[SPARK-35588][PYTHON][DOCS] Merge Binder integration and quickstart notebook for pandas API on Spark

### What changes were proposed in this pull request? This PR proposes to fix: - the Binder integration of pandas API on Spark, and merge them together with the existing PySpark one. - update quickstart of pandas API on Spark, and make it working The notebooks can be easily reviewed here: https://mybinder.org/v2/gh/HyukjinKwon/spark/SPARK-35588-3?filepath=python%2Fdocs%2Fsource%2Fgetting_started%2Fquickstart_ps.ipynb Original page in Koalas: https://koalas.readthedocs.io/en/latest/getting_started/10min.html ### Why are the changes needed? - To show the working examples of quickstart to end users. - To allow users to try out the examples without installation easily. ### Does this PR introduce _any_ user-facing change?

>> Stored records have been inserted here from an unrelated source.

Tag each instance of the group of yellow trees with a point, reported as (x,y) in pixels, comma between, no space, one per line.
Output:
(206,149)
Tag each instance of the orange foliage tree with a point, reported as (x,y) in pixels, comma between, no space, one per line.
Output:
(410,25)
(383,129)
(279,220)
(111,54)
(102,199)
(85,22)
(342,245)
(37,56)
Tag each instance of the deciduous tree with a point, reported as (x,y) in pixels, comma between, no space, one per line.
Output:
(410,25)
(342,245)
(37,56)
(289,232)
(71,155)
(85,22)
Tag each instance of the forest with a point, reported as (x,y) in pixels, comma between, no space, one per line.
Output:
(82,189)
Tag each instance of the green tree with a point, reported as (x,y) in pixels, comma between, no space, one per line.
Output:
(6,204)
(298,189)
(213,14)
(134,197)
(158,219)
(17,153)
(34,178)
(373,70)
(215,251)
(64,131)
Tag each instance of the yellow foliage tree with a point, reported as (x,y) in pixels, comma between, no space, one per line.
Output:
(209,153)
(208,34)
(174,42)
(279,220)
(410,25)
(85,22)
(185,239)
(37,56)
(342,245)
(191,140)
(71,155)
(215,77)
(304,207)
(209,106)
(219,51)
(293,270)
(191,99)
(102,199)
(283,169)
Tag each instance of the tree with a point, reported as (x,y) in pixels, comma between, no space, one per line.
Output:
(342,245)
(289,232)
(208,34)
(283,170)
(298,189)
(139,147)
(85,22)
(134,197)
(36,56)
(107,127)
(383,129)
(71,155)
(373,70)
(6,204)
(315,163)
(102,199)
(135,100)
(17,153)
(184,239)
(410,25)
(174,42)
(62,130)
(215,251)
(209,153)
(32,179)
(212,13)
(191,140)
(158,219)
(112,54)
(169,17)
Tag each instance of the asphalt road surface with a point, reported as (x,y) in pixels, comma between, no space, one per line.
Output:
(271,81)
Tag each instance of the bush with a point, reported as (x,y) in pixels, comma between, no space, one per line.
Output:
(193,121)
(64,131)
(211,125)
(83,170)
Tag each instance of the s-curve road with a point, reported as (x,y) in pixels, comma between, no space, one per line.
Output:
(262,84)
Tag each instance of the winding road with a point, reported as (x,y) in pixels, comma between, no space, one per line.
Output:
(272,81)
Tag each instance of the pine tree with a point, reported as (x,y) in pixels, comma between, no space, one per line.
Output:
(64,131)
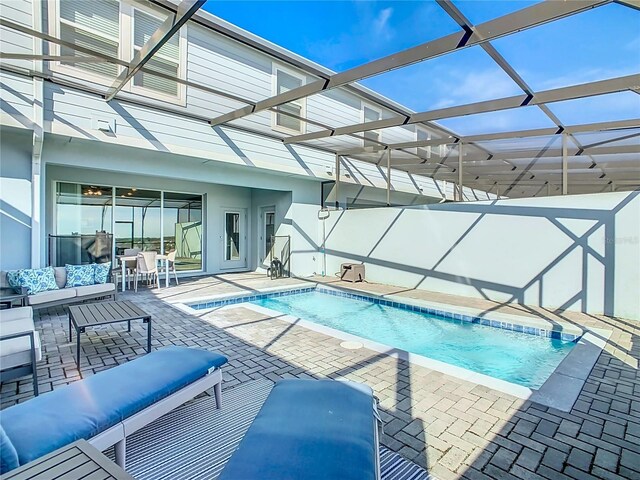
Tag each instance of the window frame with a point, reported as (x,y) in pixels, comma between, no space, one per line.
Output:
(126,51)
(54,20)
(180,98)
(364,120)
(302,103)
(428,133)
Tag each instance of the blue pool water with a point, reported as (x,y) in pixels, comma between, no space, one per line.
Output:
(519,358)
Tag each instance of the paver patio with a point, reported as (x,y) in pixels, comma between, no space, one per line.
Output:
(452,427)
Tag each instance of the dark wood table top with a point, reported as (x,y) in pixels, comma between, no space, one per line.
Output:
(105,312)
(77,461)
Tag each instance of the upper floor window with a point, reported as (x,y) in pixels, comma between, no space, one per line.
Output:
(94,25)
(371,137)
(166,60)
(285,81)
(421,134)
(119,29)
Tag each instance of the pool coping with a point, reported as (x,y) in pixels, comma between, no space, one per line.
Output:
(560,390)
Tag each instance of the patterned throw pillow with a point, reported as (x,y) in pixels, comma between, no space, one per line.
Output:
(101,272)
(79,275)
(35,280)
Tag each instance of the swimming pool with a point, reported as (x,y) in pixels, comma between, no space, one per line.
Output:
(516,357)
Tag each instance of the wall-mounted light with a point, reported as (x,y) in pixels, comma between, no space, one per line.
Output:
(106,125)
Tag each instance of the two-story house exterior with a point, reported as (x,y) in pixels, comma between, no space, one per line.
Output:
(148,167)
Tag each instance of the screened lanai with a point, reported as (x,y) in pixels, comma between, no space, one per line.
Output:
(572,149)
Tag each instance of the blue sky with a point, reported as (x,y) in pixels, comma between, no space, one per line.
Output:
(594,45)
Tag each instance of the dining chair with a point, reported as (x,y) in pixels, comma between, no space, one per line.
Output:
(147,264)
(130,265)
(171,259)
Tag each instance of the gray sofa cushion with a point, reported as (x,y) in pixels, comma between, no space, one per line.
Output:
(17,351)
(51,296)
(95,289)
(61,276)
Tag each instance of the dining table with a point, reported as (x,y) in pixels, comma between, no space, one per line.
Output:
(126,258)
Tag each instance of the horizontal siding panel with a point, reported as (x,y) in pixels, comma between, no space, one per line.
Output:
(203,40)
(17,11)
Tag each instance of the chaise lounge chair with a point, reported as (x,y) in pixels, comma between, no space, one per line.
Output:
(308,430)
(109,406)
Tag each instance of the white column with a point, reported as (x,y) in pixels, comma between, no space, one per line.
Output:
(162,223)
(565,173)
(37,250)
(388,177)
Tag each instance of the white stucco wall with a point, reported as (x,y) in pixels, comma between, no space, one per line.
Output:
(15,199)
(578,252)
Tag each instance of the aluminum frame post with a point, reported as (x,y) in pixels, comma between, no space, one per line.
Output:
(388,178)
(460,153)
(565,170)
(337,182)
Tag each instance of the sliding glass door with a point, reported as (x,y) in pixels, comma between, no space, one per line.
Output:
(182,229)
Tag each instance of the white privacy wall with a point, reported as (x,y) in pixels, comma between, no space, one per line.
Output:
(579,252)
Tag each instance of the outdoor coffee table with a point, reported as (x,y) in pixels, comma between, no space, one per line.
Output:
(103,313)
(77,461)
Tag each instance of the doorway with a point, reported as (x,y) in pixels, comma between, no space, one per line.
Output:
(267,230)
(234,238)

No to end users because the existing quickstart of pandas API on Spark is not released yet. ### How was this patch tested? I manually tested it by uploading built Spark distribution to Binder. See 3bc15310a0 Closes #33041 from HyukjinKwon/SPARK-35588-2. Authored-by: Hyukjin Kwon <gurwls223@apache.org> Signed-off-by: Hyukjin Kwon <gurwls223@apache.org>
2021-06-24 10:17:22 +09:00 · 2021-06-24 10:17:22 +09:00 · be9089731a
parent 1cf18a2277
commit be9089731a
7 changed files with 14507 additions and 14481 deletions
--- a/binder/postBuild
+++ b/binder/postBuild
@ -21,4 +21,4 @@
 # Jupyter notebook.

 VERSION=$(python -c "exec(open('python/pyspark/version.py').read()); print(__version__)")
-pip install "pyspark[sql,ml,mllib]<=$VERSION"
+pip install plotly "pyspark[sql,ml,mllib,pandas_on_spark]<=$VERSION"
--- a/python/docs/source/conf.py
+++ b/python/docs/source/conf.py
@ -75,7 +75,11 @@ numpydoc_show_class_members = False
 # These are defined here to allow link substitutions dynamically.
 rst_epilog = """
 .. |binder| replace:: Live Notebook
-.. _binder: https://mybinder.org/v2/gh/apache/spark/{0}?filepath=python%2Fdocs%2Fsource%2Fgetting_started%2Fquickstart.ipynb
+.. _binder: https://mybinder.org/v2/gh/apache/spark/{0}?filepath=python%2Fdocs%2Fsource%2Fgetting_started%2Fquickstart_df.ipynb
+.. |binder_df| replace:: Live Notebook: DataFrame
+.. _binder_df: https://mybinder.org/v2/gh/apache/spark/{0}?filepath=python%2Fdocs%2Fsource%2Fgetting_started%2Fquickstart_df.ipynb
+.. |binder_ps| replace:: Live Notebook: pandas API on Spark
+.. _binder_ps: https://mybinder.org/v2/gh/apache/spark/{0}?filepath=python%2Fdocs%2Fsource%2Fgetting_started%2Fquickstart_ps.ipynb
 .. |examples| replace:: Examples
 .. _examples: https://github.com/apache/spark/tree/{0}/examples/src/main/python
 .. |downloading| replace:: Downloading
--- a/python/docs/source/getting_started/index.rst
+++ b/python/docs/source/getting_started/index.rst
@ -25,12 +25,16 @@ There are more guides shared with other languages such as
 `Quick Start <https://spark.apache.org/docs/latest/quick-start.html>`_ in Programming Guides
 at `the Spark documentation <https://spark.apache.org/docs/latest/index.html#where-to-go-from-here>`_.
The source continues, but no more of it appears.